On Wednesday December 13, GTC of IFMA had their last luncheon for 2017 at the Embassy Suites in Cary. Dr. Jolene Erlacher presented on preparing businesses for effective inter-generational leadership in an evolving culture.

As our workforce ages and new generations flow into the workplace, there is a need for management to understand who they are working with. Dr. Erlacher outlined the current generational makeup of workforce and those that are on the way:

Generations Today
Silent: Born 1928-1945 (Age 71+)
Boomer: Born 1946-1964 (Age 52-70)
Gen X: Born 1965-1980 (Age 37-51)
Millennials/Gen Y: Born 1980-1995 (Age 22-36)
Gen Z/Homelanders: Born 1995-2010 (Age 7-21)
Generation Alpha: Born after 2010 (Under 7)

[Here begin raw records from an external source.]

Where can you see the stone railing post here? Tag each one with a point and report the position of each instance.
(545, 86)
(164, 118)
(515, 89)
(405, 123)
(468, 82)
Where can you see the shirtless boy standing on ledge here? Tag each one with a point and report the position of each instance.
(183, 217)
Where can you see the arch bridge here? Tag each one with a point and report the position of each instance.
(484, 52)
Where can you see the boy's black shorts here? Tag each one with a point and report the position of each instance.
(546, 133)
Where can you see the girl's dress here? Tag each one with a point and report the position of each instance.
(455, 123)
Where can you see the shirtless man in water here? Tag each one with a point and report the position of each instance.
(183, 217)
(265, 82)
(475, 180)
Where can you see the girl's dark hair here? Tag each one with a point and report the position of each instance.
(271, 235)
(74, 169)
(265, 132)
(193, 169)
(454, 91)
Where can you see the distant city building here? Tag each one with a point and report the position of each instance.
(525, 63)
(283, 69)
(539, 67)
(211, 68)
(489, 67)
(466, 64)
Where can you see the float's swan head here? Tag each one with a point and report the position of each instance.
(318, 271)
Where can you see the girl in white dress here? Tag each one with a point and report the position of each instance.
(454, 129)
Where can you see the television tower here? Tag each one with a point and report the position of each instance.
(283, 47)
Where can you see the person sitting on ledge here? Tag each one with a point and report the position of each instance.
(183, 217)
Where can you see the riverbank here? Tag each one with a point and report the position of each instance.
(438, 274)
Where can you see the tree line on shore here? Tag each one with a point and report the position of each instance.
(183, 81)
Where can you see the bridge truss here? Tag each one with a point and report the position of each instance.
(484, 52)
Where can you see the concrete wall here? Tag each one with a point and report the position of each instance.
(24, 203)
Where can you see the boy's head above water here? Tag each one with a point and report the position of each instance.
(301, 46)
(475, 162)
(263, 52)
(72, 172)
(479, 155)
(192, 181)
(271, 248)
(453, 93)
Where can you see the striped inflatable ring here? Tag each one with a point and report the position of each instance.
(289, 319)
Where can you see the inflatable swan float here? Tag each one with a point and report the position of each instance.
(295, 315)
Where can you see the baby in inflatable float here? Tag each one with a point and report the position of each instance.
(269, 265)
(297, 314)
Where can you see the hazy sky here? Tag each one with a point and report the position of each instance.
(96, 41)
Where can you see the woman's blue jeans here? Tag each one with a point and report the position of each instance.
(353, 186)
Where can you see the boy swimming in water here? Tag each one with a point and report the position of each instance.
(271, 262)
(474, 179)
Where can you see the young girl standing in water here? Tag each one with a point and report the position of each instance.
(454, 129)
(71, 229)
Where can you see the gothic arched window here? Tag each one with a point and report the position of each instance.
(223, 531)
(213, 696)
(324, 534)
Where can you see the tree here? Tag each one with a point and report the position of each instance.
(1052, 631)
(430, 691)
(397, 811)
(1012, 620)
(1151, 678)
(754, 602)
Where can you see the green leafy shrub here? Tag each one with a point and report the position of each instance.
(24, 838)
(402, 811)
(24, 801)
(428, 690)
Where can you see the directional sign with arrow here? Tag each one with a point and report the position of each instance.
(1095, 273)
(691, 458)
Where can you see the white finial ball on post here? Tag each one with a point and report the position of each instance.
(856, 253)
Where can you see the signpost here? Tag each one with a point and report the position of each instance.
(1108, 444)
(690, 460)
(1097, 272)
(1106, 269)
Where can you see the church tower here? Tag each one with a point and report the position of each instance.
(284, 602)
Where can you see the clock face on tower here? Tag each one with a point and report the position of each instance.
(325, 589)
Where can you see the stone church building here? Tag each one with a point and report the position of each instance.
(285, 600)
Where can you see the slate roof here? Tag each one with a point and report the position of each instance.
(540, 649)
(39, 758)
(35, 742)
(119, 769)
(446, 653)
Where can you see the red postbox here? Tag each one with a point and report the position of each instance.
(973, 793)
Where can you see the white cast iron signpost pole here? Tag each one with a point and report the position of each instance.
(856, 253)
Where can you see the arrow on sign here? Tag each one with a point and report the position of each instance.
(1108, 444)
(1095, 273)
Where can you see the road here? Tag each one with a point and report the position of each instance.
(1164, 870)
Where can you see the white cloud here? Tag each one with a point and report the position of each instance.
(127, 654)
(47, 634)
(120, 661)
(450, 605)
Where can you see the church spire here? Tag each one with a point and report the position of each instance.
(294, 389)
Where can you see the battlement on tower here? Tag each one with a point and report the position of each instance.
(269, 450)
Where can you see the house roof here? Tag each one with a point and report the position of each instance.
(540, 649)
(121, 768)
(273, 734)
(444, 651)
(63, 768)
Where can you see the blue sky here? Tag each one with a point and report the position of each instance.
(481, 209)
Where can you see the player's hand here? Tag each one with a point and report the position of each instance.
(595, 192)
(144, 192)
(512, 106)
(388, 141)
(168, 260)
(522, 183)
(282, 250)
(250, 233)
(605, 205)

​With Millennials making up the largest generation since the Boomers, it is necessary to understand the sources of age diversity to effectively lead and manage. Factors such as life cycle (idealism), period effects (war or Recession) & Cohort effects (education, technology, and parenting) play a role in shaping the expectations of a generation. These effects have a direct correlation to beliefs in attitude with authority, work ethic, values and beliefs about roles in the workplace.  The changes in millennial work ethics have shifted from traditional to emerging. Some of the biggest changes can be seen in these core beliefs.

​Emerging Beliefs​
Life comes first
Follow the rules, why?
Respect must be earned
No defined work clock

​While these beliefs may be in opposition to much of the current workforce, Dr. Erlacher demonstrated how current leadership can evolve to integrate this new thought process into their organizations. By adapting a new management style, one can become an effective intergenerational leader. Part of being an effective leader is meeting the changing needs of the growing workforce. Successful leaders will find that emotional intelligence, listening skills, understanding others values, fostering team building, rewarding performance, mentoring, providing constant feedback and modeling professional practices will be important to add to the current skillset.